Active Surveillance Cost-Effective for Low-Risk Prostate Cancer

September 2010, Vol 1, No 4

Chicago, IL—Active surveillance is a cost-effective option for low-risk clinically localized prostate cancer.

The number of quality-adjusted lifeyears (QALYs) was highest with active surveillance compared with radical prostatectomy, radiation therapy, brachytherapy, and proton beam therapy, according to data presented by Julia H. Hayes, MD, instructor in medicine at Harvard Medical School, and attending physician at Dana-Farber Cancer Institute, Boston, MA, during a poster presentation at the 2010 meeting of the American Society of Clinical Oncology.

“In the age of PSA [prostate-specific antigen] screening, more than 50% of men with clinical localized disease are overtreated, meaning that they are treated unnecessarily, and treatment is associated with significant side effects,” she said.

Modeling Care and Costs

Dr Hayes used a Markov Monte Carlo model to estimate costs and QALYs of 5 different therapeutic strategies for clinically localized, low-risk prostate cancer. The model considered active surveillance (a policy of following men closely and treating them at the first sign of progression with intent to cure) or immediate treatment with any 1 of the following: radical prostatectomy, intensity-modulated radiation therapy (IMRT), brachytherapy, or proton beam therapy. Costs included Medicare reimbursement rates for treatment and costs associated with side effects, treatment, visits, biopsies, and patient time costs in 2008 US dollars. Cost and QALYs were discounted at 3% annually.

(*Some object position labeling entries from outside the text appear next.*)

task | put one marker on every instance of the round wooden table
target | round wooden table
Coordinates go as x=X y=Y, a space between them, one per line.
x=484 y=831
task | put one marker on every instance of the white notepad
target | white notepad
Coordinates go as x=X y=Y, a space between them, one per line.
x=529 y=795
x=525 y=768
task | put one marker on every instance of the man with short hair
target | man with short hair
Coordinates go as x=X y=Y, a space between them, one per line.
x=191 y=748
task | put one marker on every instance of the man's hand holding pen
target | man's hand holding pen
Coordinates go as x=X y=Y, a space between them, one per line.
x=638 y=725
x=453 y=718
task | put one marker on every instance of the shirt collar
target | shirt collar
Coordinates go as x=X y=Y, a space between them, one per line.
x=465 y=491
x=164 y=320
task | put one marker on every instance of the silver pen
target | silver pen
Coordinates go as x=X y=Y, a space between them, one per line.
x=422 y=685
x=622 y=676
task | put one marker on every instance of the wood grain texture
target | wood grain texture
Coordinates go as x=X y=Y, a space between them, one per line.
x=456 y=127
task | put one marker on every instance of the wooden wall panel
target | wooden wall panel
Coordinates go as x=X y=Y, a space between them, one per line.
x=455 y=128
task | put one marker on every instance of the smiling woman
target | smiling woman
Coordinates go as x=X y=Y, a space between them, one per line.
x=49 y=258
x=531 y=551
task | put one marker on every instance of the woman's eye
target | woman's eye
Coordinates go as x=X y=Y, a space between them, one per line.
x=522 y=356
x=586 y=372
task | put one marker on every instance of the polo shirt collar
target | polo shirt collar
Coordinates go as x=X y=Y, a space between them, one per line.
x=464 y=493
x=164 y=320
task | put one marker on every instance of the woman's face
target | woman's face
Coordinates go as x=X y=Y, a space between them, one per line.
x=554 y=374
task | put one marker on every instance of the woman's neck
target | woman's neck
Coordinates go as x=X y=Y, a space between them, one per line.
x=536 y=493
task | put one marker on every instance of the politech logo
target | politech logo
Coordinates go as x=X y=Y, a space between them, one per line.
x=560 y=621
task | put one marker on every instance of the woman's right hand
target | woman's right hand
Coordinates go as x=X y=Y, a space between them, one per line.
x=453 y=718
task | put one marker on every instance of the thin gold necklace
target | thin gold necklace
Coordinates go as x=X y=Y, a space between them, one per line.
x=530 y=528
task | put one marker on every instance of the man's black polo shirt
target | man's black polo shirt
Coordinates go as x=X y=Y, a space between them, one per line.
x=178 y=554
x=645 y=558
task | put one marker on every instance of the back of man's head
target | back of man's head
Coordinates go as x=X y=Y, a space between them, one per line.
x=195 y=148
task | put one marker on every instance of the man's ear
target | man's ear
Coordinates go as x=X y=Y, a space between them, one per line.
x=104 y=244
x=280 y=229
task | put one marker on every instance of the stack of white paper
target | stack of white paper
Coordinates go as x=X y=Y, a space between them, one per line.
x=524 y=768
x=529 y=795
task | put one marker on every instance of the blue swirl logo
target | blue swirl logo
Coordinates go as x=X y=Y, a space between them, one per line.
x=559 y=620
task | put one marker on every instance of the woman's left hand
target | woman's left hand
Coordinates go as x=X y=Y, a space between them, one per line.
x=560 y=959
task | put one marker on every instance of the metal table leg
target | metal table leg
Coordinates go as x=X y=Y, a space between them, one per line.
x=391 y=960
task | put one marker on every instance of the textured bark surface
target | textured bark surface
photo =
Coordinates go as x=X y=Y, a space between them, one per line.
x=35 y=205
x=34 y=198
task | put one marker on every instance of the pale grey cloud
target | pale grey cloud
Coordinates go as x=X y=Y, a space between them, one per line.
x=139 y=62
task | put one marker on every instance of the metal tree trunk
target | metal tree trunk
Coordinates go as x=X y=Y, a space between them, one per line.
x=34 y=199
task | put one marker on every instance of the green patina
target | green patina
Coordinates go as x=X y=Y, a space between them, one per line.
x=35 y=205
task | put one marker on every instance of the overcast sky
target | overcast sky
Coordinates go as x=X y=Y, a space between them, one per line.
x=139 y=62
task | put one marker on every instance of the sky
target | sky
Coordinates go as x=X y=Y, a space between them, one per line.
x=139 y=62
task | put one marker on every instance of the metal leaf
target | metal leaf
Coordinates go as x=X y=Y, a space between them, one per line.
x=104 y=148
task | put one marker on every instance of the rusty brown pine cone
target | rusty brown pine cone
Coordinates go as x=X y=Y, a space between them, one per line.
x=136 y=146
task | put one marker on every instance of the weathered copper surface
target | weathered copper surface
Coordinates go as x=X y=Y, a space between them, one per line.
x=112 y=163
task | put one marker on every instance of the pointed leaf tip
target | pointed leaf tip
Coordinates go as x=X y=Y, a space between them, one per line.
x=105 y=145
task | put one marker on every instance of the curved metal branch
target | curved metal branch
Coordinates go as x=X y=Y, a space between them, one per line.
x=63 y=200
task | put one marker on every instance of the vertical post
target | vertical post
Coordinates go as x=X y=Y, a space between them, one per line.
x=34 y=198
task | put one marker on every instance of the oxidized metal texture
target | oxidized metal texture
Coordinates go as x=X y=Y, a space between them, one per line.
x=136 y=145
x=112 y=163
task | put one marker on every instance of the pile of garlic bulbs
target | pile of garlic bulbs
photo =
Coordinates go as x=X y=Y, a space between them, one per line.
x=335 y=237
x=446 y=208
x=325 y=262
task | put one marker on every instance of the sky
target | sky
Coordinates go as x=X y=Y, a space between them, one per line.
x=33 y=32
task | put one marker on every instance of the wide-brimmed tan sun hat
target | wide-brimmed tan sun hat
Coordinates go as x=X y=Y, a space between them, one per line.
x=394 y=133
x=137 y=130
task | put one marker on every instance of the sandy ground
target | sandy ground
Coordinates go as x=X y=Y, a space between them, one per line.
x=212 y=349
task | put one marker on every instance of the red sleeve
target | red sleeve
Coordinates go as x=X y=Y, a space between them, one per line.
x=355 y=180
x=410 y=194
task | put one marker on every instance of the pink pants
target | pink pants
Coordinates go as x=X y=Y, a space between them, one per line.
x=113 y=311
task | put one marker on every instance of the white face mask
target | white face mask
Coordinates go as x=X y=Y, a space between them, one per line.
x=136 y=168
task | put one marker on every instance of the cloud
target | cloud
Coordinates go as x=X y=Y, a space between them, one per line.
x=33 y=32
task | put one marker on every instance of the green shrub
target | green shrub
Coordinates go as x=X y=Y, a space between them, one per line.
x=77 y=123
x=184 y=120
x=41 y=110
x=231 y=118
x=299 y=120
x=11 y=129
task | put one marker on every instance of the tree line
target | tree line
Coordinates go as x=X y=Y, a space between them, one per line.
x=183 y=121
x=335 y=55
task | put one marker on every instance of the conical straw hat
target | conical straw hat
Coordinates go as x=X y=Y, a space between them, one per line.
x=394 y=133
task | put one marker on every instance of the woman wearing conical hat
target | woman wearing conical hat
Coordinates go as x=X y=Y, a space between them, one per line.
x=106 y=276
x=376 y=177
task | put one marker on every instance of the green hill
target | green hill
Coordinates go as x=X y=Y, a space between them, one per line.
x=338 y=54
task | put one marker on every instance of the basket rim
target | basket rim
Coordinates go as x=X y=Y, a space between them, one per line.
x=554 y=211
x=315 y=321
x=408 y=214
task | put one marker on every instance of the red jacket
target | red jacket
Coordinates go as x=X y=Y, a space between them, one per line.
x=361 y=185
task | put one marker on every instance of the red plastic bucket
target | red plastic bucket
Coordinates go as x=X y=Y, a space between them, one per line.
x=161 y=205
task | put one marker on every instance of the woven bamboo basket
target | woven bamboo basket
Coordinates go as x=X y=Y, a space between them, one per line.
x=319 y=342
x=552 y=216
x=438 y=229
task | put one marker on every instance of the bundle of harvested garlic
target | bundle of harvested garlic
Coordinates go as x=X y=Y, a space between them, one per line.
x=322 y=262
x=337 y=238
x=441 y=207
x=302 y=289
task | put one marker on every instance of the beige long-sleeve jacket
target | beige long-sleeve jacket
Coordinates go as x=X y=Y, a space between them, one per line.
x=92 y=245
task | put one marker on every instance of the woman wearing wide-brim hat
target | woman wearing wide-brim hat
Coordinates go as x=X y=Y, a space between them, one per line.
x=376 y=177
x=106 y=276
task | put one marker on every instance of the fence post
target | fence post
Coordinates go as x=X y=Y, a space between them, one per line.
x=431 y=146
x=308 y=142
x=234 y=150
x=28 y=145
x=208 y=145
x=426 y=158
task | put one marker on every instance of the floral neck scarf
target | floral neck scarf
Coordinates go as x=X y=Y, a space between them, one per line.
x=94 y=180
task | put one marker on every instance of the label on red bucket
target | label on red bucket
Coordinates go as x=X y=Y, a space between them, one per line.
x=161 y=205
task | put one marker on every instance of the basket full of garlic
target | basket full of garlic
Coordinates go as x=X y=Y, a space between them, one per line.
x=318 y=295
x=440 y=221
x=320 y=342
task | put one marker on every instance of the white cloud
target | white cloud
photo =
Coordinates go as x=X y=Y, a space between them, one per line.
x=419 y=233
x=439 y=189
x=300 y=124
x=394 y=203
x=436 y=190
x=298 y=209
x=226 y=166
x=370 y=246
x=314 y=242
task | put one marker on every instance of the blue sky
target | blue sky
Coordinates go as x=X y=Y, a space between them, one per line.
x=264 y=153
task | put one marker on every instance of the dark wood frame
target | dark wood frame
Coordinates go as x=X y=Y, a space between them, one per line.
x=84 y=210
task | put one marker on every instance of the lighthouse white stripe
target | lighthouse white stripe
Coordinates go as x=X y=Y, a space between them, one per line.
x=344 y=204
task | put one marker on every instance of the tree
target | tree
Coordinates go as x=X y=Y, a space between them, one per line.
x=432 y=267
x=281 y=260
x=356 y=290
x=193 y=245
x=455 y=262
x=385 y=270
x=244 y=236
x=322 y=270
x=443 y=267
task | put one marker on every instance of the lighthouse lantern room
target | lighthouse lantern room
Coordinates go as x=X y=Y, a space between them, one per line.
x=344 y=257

The model assumed equivalent prostate cancer–related outcomes, and then the risk of dying from prostate cancer was varied.

For a 65-year-old man, brachytherapy was the least expensive treatment option when considering total costs ($25,606), whereas proton beam therapy was the most expensive ($53,828). Active surveillance was associated with the highest quality-adjusted life expectancy (QALE), at 8.58 QALYs. Compared with radical prostatectomy, active surveillance provided an additional 9.1 months of QALE, at an incremental cost-effectiveness ratio of $2729 per QALY.

Brachytherapy and IMRT had similar QALE benefit, but IMRT cost $21,050 compared with $10,174 for brachytherapy.

“The reason that active surveillance cost more than brachytherapy was because everybody who progressed on active surveillance, which was about 60% of men over the course of their lives, went on to IMRT, and IMRT cost about $20,000 and brachytherapy cost about $10,000,” said Dr Hayes.

“If we assumed that men on active surveillance got brachytherapy or radical prostatectomy, it actually became the most effective and least expensive,” he said.

For a 55-year-old man, active surveillance provided an additional 4.7 months of QALYs compared with radical prostatectomy, at an incremental cost-effectiveness ratio of $829 per QALY.

Active surveillance remained the most effective strategy, even if the risk of disease progression doubled, the risk of symptoms on active surveillance doubled, and the risk of side effects of treatment was reduced by half (from 53% to 26%).

The risk of prostate cancer–specific death on active surveillance would have to be 60% higher than after initial treatment (16% vs 9%) to eliminate the QALE advantage of active surveillance compared with immediate treatment. “You would have to almost double the risk of dying from prostate cancer on active surveillance in order to make initial treatment favored in terms of QALE,” Dr Hayes said.